Diez sementales para mi mujer

Fernando siempre fue un amante del “descubrimiento”. Me decía que la vida se vivía mejor con una pizca de aventura. Así que cuando me propuso ir a una “fiesta temática” para celebrar los 40 de un amigo en común, no dudé en aceptar, aunque mi intuición me susurraba algo sobre lo que podría suceder. La casa estaba oscura, llena de gente casi desnuda y música que vibraba hasta en mis huesos. Fernando, como siempre confiado en sí mismo, se deslizó entre la multitud, dejándome sola con un vaso de vino tinto tembloroso en la mano.

Justo cuando iba a buscarlo, una pareja musculosa me atrapó por los brazos. Ella era alta y morena, él bajito y corpulento, ambos con esa sonrisa pícara que te atrapa y te deja sin aliento.

“Hola mi amor”, dijo ella acariciándome la cintura. “Te esperamos en el jardín”.

Fernando reapareció justo en ese momento, pero me tiró un beso rápido en la mejilla y se integró a una conversación con otros hombres cerca del bar. El chico corpulento me guiñó un ojo y me jaló hacia afuera como si fuera un peón de ajedrez.

El jardín estaba iluminado por faroles colgantes que proyectaban sombras alargadas sobre el césped húmedo. Un grupo de hombres negros, todos con cuerpos esculpidos como obras de arte griego, se abalanzaron sobre nosotros. Me sentí atrapada entre ellos como una flor silvestre en un campo de amapolas rojas.

“Vamos a jugar un rato”, dijo el hombre más alto, sus ojos oscuros brillando con una intensidad que me heló la sangre. “Eres preciosa”.

La tensión en el aire era palpable. Me miraron con esa mirada hambrienta que solo los hombres negros tienen, y comprendí de golpe que no iba a ser una simple fiesta swinger. Era un ritual.

Antes de poder articular una sola palabra, ya estaba desvestida y rodeada por sus cuerpos calientes que olían a musgo y tierra mojada. Les dije que estaba en mis días fértiles, que era riesgoso, que no quería tener hijos, especialmente no con hombres afrodescendientes. “Fernando debe estar enterado”, les dije, con un temblor en la voz mientras me agarraban con fuerza. Mis palabras cayeron como pétalos de rosa sobre el asfalto frío. Fernando, desde el otro lado del jardín, nos miraba con una mueca divertida.

Ellos ignoraron mis súplicas. Los diez hombres negros se abalanzaron sobre mí uno a uno, penetrándome sin piedad, sin respetar mi cuerpo ni mi deseo de control.

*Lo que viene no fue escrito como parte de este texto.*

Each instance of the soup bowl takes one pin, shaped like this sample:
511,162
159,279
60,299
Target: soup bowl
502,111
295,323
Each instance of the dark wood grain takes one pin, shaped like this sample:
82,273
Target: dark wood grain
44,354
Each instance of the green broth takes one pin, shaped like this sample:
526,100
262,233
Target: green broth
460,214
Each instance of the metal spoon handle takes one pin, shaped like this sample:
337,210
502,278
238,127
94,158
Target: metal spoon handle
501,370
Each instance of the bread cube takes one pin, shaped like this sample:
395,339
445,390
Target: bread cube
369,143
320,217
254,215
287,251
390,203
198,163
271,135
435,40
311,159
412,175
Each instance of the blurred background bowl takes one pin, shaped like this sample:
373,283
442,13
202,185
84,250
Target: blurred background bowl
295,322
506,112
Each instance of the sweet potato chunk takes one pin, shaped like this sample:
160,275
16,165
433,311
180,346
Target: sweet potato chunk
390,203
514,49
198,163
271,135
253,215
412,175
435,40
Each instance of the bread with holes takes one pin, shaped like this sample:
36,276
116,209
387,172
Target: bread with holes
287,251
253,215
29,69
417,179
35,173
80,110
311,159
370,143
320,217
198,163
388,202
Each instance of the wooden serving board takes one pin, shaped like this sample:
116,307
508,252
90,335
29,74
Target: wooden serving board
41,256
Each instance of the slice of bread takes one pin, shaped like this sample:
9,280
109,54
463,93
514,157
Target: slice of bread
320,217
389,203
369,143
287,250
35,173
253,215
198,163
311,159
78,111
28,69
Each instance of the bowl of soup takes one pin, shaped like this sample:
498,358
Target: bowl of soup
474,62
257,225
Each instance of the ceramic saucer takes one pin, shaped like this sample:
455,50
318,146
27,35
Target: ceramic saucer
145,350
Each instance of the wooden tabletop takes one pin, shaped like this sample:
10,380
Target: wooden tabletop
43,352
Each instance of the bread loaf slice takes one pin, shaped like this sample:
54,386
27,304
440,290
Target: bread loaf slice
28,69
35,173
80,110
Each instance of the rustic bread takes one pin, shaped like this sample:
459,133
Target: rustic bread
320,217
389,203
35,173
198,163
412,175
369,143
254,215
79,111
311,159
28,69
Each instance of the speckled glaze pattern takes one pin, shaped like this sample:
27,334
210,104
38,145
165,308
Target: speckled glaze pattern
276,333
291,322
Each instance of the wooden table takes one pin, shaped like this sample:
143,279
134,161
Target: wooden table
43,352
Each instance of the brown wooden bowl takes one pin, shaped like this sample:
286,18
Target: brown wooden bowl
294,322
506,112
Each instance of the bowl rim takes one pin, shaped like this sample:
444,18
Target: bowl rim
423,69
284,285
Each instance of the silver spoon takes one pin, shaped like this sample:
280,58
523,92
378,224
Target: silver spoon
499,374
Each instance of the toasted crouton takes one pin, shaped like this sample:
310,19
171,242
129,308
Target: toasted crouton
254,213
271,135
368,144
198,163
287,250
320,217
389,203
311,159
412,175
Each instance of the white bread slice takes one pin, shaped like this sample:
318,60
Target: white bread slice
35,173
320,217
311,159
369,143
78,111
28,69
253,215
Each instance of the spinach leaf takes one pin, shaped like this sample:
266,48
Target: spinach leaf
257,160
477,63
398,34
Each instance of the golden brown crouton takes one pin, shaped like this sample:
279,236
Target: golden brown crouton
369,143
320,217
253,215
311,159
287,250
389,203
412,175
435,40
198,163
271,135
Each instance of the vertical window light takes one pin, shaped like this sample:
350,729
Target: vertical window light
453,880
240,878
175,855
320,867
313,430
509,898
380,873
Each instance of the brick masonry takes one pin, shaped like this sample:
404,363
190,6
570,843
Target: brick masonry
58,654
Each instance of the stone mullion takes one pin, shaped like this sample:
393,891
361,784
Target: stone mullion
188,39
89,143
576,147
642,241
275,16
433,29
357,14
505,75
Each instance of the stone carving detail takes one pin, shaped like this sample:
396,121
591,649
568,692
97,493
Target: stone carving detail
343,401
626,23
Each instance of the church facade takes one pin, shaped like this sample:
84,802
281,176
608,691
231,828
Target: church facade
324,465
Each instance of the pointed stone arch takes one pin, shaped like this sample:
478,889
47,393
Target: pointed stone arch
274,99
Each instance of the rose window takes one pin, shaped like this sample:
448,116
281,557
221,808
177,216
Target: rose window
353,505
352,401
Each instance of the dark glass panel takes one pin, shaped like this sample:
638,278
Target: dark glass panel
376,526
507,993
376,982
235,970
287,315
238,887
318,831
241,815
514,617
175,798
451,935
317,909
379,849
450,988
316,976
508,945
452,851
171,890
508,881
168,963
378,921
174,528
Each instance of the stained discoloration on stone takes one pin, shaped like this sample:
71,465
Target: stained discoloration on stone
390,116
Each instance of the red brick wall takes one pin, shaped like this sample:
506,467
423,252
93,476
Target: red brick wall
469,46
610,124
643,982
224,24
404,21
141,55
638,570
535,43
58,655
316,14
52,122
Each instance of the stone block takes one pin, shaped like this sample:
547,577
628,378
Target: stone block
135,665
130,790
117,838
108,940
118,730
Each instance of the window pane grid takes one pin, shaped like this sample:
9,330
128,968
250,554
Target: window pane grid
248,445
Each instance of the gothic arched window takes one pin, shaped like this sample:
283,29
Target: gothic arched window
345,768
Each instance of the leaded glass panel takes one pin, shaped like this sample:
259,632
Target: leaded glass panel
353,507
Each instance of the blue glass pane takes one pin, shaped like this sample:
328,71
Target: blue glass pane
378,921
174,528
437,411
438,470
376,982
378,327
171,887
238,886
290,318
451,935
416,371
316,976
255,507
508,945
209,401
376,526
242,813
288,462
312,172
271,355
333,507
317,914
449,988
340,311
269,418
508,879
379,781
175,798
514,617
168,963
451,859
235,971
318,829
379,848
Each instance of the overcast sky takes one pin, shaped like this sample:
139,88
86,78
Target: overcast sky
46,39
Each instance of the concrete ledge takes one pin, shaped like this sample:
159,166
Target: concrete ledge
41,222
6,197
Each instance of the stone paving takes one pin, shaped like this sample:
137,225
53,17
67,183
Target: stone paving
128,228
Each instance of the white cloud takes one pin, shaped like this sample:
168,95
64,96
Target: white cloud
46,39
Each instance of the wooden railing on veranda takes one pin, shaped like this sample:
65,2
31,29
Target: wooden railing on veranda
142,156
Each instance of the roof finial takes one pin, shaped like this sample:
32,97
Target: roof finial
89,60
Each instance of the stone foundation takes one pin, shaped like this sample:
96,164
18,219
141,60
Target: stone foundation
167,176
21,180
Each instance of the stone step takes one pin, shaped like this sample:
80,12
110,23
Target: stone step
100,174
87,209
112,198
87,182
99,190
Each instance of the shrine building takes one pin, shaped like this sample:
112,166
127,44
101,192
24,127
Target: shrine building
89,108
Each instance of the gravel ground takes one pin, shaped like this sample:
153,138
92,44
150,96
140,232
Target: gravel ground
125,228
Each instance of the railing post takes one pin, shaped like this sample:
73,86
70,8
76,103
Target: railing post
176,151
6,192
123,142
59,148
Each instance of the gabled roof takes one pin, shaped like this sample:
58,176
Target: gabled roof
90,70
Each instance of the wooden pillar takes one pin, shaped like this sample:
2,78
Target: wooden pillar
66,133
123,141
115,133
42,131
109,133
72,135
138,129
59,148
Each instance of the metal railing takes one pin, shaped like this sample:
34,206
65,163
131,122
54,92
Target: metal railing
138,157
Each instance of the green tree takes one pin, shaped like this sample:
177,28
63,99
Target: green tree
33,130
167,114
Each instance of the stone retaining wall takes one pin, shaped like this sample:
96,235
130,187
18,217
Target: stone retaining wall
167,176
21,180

“¡No!”, grité mientras me hundía en un mar de placer salvaje que no era mío. “¡No eyaculen dentro de mí!”, les rogué con la garganta seca por el esfuerzo y el miedo. Pero sus cuerpos eran máquinas de placer imparables, sus gritos guturales resonaban como tambores ancestrales en mi interior.

Fernando me miraba desde lejos, un escalofrío recorrió mi cuerpo al verlo disfrutar del espectáculo. Él se movía con la cabeza, con los ojos fijos en mí, mientras yo era devorada por esa ola negra de deseo.

La sensación de estar mancillada por esos cuerpos tan diferentes a Fernando, me llenó de un dolor que iba más allá del físico. Finalmente, cansados y satisfechos, se retiraron uno a uno, dejando mi cuerpo exhausto sobre el césped húmedo.

Fernando llegó corriendo hacia mí, con una sonrisa cómplice en los labios. “Bueno”, murmuró al besarme la mejilla con esa familiar calidez que me reconfortaba siempre. “No te preocupes, amor, era solo una experiencia divertida”.

Pero yo sabía que no era solo eso.

Veinte días después, mi regla no llegó. La náusea se apoderó de mí y mis senos comenzaron a doler como si fueran a estallar. El miedo me envolvió en un abrazo frío. Eran el resultado lógico después de que 10 potentes sementales negros dejaran su esperma en mi desprotegida y fértil vagina…

El resultado de esa noche salvaje se revelaba cada día con más fuerza. La prueba estaba allí, clara como el sol: mi cuerpo albergaba la semilla negra de esa noche de sexo, fruto de una… orgía brutal y desafiante.